Ekmeğin siyasal tarihimize çentik attığı bir başka an yine yakın tarihe, Gezi Direnişi’ne denk düşer. Gezi protestoları devam ederken 16 Haziran 2013 tarihinde İstanbul/Okmeydanı’nda polisin attığı gaz fişeğinin başına isabet etmesiyle 14 yaşında bir çocuk olan Berkin Elvan ağır yaralandı. 264 gün sonra 11 Mart 2014 tarihinde, 15 yaşındayken hayatını kaybetti.6 Ailesi olay anında Berkin’in ekmek almaya gittiğini söylüyordu.

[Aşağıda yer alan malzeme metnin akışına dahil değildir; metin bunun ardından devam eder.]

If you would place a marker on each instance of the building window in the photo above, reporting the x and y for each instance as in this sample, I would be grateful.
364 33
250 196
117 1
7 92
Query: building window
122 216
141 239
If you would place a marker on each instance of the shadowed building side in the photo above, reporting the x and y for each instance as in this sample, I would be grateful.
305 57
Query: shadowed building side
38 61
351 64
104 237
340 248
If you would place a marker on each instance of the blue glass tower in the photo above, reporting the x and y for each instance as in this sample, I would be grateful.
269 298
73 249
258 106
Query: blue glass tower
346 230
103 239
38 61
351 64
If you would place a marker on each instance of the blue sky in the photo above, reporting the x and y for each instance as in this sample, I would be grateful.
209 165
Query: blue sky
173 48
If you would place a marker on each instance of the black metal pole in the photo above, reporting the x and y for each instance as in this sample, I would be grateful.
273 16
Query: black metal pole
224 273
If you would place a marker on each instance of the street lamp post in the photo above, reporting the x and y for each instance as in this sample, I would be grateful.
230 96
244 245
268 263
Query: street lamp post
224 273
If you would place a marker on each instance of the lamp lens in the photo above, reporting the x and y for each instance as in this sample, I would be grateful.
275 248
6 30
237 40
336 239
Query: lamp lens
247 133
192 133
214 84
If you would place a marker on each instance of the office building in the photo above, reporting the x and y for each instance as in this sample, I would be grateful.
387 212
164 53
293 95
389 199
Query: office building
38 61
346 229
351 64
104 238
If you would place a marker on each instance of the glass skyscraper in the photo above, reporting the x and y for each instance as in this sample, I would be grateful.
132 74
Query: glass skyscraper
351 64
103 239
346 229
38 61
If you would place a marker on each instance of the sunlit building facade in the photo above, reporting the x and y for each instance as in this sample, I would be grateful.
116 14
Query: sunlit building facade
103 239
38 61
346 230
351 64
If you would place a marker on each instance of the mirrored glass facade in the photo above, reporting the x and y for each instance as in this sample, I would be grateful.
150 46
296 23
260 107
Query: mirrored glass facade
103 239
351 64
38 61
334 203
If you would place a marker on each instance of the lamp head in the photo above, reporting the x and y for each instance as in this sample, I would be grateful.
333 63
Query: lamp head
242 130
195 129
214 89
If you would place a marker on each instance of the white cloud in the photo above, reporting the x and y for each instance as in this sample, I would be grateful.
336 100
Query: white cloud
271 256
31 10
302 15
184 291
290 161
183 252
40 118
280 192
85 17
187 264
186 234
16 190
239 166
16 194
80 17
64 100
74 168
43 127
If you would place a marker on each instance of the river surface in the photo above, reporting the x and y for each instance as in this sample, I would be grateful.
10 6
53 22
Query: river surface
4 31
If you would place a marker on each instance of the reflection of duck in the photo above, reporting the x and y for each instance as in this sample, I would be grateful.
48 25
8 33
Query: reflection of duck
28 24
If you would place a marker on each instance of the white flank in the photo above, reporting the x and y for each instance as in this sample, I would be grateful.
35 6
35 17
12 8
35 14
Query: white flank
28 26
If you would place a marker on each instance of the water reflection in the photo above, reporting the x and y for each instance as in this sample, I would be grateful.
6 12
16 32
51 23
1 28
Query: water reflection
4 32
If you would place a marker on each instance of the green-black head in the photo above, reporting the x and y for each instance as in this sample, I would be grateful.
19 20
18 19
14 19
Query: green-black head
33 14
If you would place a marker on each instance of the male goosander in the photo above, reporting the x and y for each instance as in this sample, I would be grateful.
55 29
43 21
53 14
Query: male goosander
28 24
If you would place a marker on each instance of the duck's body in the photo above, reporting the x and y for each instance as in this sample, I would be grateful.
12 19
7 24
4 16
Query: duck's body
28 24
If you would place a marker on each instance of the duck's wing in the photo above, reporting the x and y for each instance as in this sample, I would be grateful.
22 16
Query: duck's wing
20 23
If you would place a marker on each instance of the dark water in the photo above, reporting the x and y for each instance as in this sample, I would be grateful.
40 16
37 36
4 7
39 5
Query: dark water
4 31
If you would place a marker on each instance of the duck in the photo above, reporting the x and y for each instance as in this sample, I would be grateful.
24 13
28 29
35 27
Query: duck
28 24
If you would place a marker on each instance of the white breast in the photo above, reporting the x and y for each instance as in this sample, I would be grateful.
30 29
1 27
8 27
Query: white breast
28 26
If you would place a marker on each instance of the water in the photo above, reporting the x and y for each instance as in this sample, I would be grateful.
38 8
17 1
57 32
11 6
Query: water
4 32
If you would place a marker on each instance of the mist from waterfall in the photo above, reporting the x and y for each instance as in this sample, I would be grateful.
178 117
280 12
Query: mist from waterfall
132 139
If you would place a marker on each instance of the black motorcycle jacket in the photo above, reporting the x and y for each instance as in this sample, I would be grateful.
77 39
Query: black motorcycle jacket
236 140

Bu nedenle Berkin’in cenazesinde ve sonrasında yapılan bütün anmalarda, Berkin’le ilgili çizimlerde ve İzmir’de yapılan anıt heykelde ekmek, hep oradaydı. Ekmek ile birlikte anmak, iktidar çevreleri ve bizzat Erdoğan tarafından7 terörist ilan edilen Berkin’i aslında sıradan bir ailenin evladı olarak, hepimizin bir zamanlar yaptığı gibi, bakkala yollanıp ekmek aldırılan bir çocuk olarak yeniden temsil etme ve sahiplenme motivasyonu taşıyordu. Tam da ekmek imgesinin barındırdığı bu tanıdıklık ve samimiyet örüntüsünün üstesinden gelmek için iktidar sözcüleri ve iktidarı destekleyen basın, kurumlar, kişiler “ekmek alma” iddiasını sürekli yalanladılar, inkâr ettiler.

Berkin Elvan Heykeli (açılış). Kaynak: “Güzelbahçe’ye Berkin Elvan Parkı”, Egenin Sesi Haber Portalı (02.03.2015) []

“Bunların Zamanında Ekmeği Karneyle Alıyorduk Yeğenim”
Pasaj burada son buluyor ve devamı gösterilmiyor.